Differences in Properties Between Dual-Component and Single-Component Liquid Silicone Rubbers
Abstract
Liquid silicone rubber (LSR) has become an essential material in various industries due to its excellent thermal stability, flexibility, and biocompatibility. This article compares the performance characteristics of dual-component (2K) and single-component (1K) LSR systems, examining their curing mechanisms, mechanical properties, processing requirements, and application suitability. Understanding these differences enables manufacturers to select the appropriate silicone rubber formulation for specific applications.
1. Introduction
Liquid silicone rubbers are classified into two main categories based on their curing systems: dual-component (two-part) and single-component (one-part) formulations. While both types share some fundamental silicone properties, their distinct chemistries lead to significant differences in performance characteristics, processing requirements, and final material properties.
2. Curing Mechanisms
2.1 Dual-Component LSR
Dual-component LSRs cure through an addition-cure (platinum-catalyzed hydrosilylation) reaction that occurs when the base component (containing vinyl-functionalized polysiloxanes) mixes with the curing agent (containing a platinum catalyst and a crosslinker).

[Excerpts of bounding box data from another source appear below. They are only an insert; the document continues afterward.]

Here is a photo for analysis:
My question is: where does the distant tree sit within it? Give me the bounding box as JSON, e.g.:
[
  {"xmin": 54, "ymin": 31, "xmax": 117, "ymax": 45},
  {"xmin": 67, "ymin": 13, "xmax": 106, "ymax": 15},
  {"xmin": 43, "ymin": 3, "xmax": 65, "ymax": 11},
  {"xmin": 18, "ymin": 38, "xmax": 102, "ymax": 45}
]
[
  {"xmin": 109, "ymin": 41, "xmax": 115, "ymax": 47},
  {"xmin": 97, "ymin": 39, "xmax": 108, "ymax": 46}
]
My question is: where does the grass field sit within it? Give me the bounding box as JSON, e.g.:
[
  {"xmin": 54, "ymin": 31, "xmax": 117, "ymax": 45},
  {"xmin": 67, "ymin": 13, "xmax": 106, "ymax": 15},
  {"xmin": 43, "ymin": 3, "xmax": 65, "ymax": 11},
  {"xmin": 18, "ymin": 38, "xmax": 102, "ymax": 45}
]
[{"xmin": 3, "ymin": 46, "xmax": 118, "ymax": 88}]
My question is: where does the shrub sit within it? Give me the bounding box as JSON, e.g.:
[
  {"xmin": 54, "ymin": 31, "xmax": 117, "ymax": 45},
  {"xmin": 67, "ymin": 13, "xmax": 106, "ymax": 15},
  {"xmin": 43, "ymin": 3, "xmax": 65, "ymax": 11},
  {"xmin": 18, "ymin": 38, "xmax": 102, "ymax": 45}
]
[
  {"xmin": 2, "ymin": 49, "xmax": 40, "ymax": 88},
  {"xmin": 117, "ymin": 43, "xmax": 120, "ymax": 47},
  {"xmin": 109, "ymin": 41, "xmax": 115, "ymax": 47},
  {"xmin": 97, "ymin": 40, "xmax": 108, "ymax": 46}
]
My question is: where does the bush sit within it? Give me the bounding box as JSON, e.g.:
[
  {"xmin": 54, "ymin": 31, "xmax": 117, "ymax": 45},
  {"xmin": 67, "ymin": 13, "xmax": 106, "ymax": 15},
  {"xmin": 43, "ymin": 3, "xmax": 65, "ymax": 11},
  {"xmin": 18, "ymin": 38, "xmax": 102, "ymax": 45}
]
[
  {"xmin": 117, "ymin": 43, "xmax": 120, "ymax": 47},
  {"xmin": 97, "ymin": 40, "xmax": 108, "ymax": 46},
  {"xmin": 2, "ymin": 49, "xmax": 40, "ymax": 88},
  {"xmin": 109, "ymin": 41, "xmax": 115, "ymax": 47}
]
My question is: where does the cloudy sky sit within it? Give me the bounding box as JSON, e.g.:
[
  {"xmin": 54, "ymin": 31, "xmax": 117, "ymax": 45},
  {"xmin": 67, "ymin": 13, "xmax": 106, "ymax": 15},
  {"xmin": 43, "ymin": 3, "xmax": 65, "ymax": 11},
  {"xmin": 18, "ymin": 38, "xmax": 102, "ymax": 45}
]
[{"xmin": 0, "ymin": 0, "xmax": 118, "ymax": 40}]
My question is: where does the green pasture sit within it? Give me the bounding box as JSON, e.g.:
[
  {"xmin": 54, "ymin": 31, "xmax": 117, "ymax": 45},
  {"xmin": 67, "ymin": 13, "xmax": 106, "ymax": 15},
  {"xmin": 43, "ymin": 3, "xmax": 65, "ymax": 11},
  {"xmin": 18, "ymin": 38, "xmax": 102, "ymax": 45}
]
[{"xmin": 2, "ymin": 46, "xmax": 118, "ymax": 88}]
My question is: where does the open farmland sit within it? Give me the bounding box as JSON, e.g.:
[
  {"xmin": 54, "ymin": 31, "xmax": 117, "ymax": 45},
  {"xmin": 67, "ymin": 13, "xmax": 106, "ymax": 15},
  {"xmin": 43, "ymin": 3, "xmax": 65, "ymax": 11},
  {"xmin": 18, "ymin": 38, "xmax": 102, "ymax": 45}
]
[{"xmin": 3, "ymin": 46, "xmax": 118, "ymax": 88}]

This reaction:
Requires precise mixing of two parts (typically in 1:1 ratio)
Proceeds at room temperature or with heat acceleration
Produces no byproducts (no shrinkage or outgassing)
Offers excellent depth cure capability
2.2 Single-Component LSR
Single-component systems cure through moisture-induced reactions:
Acetoxy systems release acetic acid during curing (corrosive byproduct)
Alkoxy systems release alcohols (less corrosive)
Oxime systems release ketoximes
Require atmospheric moisture for curing
Limited by depth of moisture penetration (typically <1 cm)
3. Performance Comparison
3.1 Mechanical Properties
| Property | Dual-Component LSR | Single-Component LSR |
|---|---|---|
| Tensile Strength | 8-12 MPa | 4-8 MPa |
| Elongation at Break | 500-1000% | 200-600% |
| Tear Strength | Higher | Lower |
| Hardness Range | 10-80 Shore A | 20-70 Shore A |
| Compression Set | Better (10-20%) | Fair (20-40%) |
3.2 Processing Characteristics
Dual-Component:
Requires precision metering/mixing equipment
Fast curing (seconds to minutes with heat)
Consistent batch-to-batch properties
Suitable for thick sections
Low viscosity before curing (good flow)
Single-Component:
Ready-to-use from container
Curing time depends on humidity (hours to days)
Sensitive to application thickness
Often requires primers for adhesion
Typically higher viscosity
3.3 Thermal and Chemical Resistance
Both types exhibit good thermal stability (-50°C to 200°C continuous service), but dual-component systems generally show:
Better long-term heat resistance
Superior resistance to compression set at high temperatures
More consistent performance across temperature ranges
Better chemical resistance (especially to polar solvents)
Single-component systems may degrade faster at elevated temperatures due to residual byproducts from curing.
4. Conclusion
The choice between dual-component and single-component liquid silicone rubbers depends on application requirements, production scale, and performance needs. Dual-component systems offer superior mechanical properties and processing consistency for demanding applications, while single-component systems provide convenience for sealing and bonding applications. Understanding these fundamental differences enables optimal material selection for specific engineering challenges.